Vivere: Status

Summary of the Project

Our project is similar to that of an “escape room,” where the agent must find an exit of a room within a reasonable amount of time. However, the agent must avoid death as there is a fire that spreads throughout the map and should aim to recover resources along the way. As a result, dying is equivalent to a penalty and recovering resources and finding exits within a short amount of time (or with minimal steps) is essential to rewards.

Approach

Aforementioned on our home page…: to start this project, we first created random maps by writing a program that helps us generate a map via XML strings. The user would input the size of the map he or she wants, and shortly after, the program will output a long string for the map. This map includes exit point(s), blocks/areas where the agent is not able to access, and a location for the fire to start spreading. It is important to note the material of the generated map. We decided to set the material of the floor to be carpet so that the fire can spread; however, in Minecraft, it is normal for the fire to go out after a certain period of time. To battle this, we put netherrack blocks below the carpet so that when the carpet burns out, the fire continues and never estinguishes. In order to have our fire spread in a somewhat ‘controlled path’ so that it does not spread everywhere, we used sea lanterns to prevent the fire from haphazardly spreading in any direction.

To avoid overfitting our agent on one kind of map, we used this program to generate random mazes for our agent to train and test. After the maze is built, we spawn the agent in a random location. The image below shows the final result of a randomly generated 5x5 sized maze.

Result

_{Image 1 (Above): An example of our randomly generated maze with fire.}

As of yet, we have not implemented any resources within the program.

For the artificial intelligence, we decided to use the Deep-Q Learning algorithm which uses greedy-epsilon based policy. Deep-Q Learning is based on the following:

Bellman Ford Equation

_{Figure 1 (Above): Bellman Equation for Optimality₁}

We used this formula in our algorithm and defined the variables as followed:

S: the current state which is the grid observation (ie a birds eye view of the map). It includes the information of our maze and the surroundings relative to the agent. Alternatively, the agent is able to see its surroundings as 9x9 grid, where the agent is at the center of it
S’: Next state after taking action A’
A: the current action that our agent will take.
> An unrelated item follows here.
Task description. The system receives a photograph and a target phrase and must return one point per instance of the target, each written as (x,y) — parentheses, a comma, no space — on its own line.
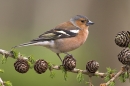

Currently, our agent can make four moves [move north, move south, move east, move west]. As of yet, it cannot pick up resources as it aims to find the exit in a minimal number of steps.
A’: the future action
R: is our expected reward based on the action our agent takes.
γ (gamma): Discount factor. We set our gamma = 0.99 as that is the staple norm in Q-learning.

We used Tensorflow to build our Neural Network, and our network consists of three convolutional layers, followed by 2 fully connected layers. The last fully connected layer outputs values from 0-3 which is mapped to our action space. As for our input to the network, we used a little trick. Malmo offers a feature to observe the surrounding blocks by tag in the mission XML file, and we get it from Malmo via a JSON file as a 2D array. We then convert that 2D array as a pixel representation of the grid and feed it to the Neural Network as a grayscale image.

The techniques we used for our DQN is the Experience Replay Memory and uses two separate networks: Q-network and Target Network.

The Replay Memory consists of tuples of [ “state”, “action”, “reward”, “next_state”, “done”]. We then use the Replay Memory to sample a batch of size 32 to train our agent. Each step an agent takes is stored in the replay memory. In the beginning of training, we fill around 10% of the total replay memory with random exploration and gradually fills it as the agent trains. Once it is filled, the earliest memory is popped.
The Target Network is used for calculating our loss and updates every N number of episodes. For our loss value, we use the squared differences of the Q-network and Target Network and performed gradient descent on it.

Loss Function

_{Figure 2 (Above): Loss Function₂}

To evaluate our progress, we used one of Tensorflow features, Tensorboard, to display the metrics. With the help of Tensorflow and Tensorboard in our approach, we were able to obtain a graphical model of our data and its trends to ensure that our agent is working properly such that it fulfills our sanity case - that our agent does not constantly die in the fire.

Another big part of our project is generating a random maze. The user can choose their maze size and generate a random maze XML file. In order to avoid our agent from overfitting to only one map, we incorporated multiple random mazes into our training process. Every 20 episodes, we randomly choose from one of our randomly generated mazes and train the agent on that map. Even during Experience Replay Memory initialization, every 20 step, we change the maze. Doing this increases our training time and makes it harder for the agent to learn, but prevents the agent from overfitting to one specific map and help our agent to perform well on unseen test map.

Evaluation

As an overview, we decided on the following factors for our analysis:

Baseline:

Our previous baseline is so that the agent does not die in the fire and is able to find the exit. However, for this status report, our baseline changed such that the a random agent can perform random movements until it either dies to the spreading fire or exits the maze by luck.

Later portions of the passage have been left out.